Companies that make “emotion-recognition” algorithms have cropped up in a controversial attempt to help solve this issue, selling software that they claim can parse emotions in video and phone calls.

  • Last week, Protocol reported that Zoom is planning to add emotion-recognition software to its product, for now focused on helping sales teams.
  • And Uniphore, a startup that sells emotion recognition tech to sales, HR, education, and health care customers, raised a $400 million Series E in February.

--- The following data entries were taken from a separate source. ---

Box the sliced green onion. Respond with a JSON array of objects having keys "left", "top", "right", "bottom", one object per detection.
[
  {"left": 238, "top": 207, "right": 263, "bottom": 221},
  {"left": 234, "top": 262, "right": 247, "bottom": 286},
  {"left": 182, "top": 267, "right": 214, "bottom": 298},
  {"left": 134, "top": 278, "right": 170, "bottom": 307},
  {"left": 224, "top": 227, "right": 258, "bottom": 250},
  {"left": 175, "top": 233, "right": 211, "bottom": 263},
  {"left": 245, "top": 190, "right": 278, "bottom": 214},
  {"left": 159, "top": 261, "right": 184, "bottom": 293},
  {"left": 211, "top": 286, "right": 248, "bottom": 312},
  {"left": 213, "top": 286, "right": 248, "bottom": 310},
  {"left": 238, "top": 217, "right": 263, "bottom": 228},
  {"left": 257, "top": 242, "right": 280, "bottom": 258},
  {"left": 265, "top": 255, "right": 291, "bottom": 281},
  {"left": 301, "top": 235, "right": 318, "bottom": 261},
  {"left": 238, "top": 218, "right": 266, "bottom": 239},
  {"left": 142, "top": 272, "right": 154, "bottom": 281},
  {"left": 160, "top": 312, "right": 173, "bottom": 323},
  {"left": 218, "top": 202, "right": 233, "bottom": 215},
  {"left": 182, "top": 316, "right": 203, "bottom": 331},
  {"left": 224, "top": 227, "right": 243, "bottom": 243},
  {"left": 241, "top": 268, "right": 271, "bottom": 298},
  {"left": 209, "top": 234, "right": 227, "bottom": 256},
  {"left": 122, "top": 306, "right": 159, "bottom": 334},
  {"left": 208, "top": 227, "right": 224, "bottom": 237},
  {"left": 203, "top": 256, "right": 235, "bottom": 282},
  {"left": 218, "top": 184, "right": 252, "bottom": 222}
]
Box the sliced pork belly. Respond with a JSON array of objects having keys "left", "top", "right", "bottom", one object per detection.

But, but, but…The technology’s efficacy is dubious, some researchers say, and others argue that even if it did work, this sort of tech is a bad idea due to privacy risks and potential discrimination.

For its part, Zoom rolled out a limited version of this tech last week, called Zoom IQ for Sales. It analyzes sentiment after a meeting concludes, rather than in real-time.

  • The company is researching how to incorporate emotion-recognition tech into forthcoming projects, and cited studies to Protocol that suggest some improvements have been made in the field.

Big picture: A key concern among critics is that emotion-recognition AI will be used by managers to surveil and discipline employees. And, even more controversially, students.

It’s not a misplaced fear: In general, worker surveillance software has exploded with the rise of remote work. Pre-pandemic, just 30% of companies had adopted such tech, per Gartner data reported by HR Brew—by the end of 2021, that figure had doubled to 60%.